Il va vers la jetée, mêlé à la foule, par une étrange nuit sans lune, sans étoiles, sans nuages, et qui brille d'elle-même.

Sans qu'il sache pourquoi, ni qui l'attire, il est pressé d'arriver, d'être le plus tôt qu'il pourra, mais il marche avec effort et l'air oppose à ses jambes d'inexplicables résistances, comme une eau profonde entrave chaque pas.

Il tremble, il croit qu'il n'arrivera jamais, qu'il ne saura jamais vers qui, dans cette claire obscurité, il marche ainsi, haletant et inquiet.

Par moments la foule disparaît tout entière, soit qu'elle s'évanouisse réellement, soit qu'il cesse de sentir sa présence.
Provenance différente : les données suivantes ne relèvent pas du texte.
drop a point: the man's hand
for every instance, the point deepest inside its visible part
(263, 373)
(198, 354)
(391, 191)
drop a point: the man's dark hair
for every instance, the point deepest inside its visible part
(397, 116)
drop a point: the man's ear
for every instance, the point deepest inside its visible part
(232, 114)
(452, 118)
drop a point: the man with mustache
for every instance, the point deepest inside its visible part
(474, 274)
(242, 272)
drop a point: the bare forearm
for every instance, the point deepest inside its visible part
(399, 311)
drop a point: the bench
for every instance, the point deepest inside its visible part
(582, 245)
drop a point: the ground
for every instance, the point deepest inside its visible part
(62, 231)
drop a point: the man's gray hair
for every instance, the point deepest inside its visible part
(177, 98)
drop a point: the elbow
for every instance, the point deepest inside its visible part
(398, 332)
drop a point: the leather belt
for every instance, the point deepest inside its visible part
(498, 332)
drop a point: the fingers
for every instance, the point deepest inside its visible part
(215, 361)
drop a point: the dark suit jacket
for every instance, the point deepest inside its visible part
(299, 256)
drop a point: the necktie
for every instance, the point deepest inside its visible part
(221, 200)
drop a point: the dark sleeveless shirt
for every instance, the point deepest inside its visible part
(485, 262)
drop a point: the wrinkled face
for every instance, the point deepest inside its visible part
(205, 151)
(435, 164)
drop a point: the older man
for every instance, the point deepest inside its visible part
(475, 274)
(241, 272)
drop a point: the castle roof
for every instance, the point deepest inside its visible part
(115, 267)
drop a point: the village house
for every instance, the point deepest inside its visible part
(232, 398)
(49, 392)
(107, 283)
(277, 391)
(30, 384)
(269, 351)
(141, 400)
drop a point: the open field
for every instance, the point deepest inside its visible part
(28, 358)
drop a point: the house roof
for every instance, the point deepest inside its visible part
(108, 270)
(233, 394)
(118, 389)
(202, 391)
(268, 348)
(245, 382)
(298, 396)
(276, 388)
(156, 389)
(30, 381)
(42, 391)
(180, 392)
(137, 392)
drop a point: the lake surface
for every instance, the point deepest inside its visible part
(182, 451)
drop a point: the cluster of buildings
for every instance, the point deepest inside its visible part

Puis elle se bouscule de nouveau plus importune, et tous d'aller, aller, aller, d'un pas rapide et sonore, en avant, plus vite que lui…

Puis la masse humaine se resserre; Démétrios pâlit; un homme le pousse de l'épaule; une agrafe de femme déchire sa tunique; une jeune fille pressée par la multitude est si étroitement refoulée contre lui qu'il sent contre sa poitrine se froisser les boutons des seins, et elle lui repousse la figure avec ses deux mains effrayées…

Tout à coup il se trouve seul, le premier, sur la jetée. Et comme il se retourne en arrière, il aperçoit dans le lointain un fourmillement blanc qui est toute la foule, soudain reculée jusqu'à l'Agora.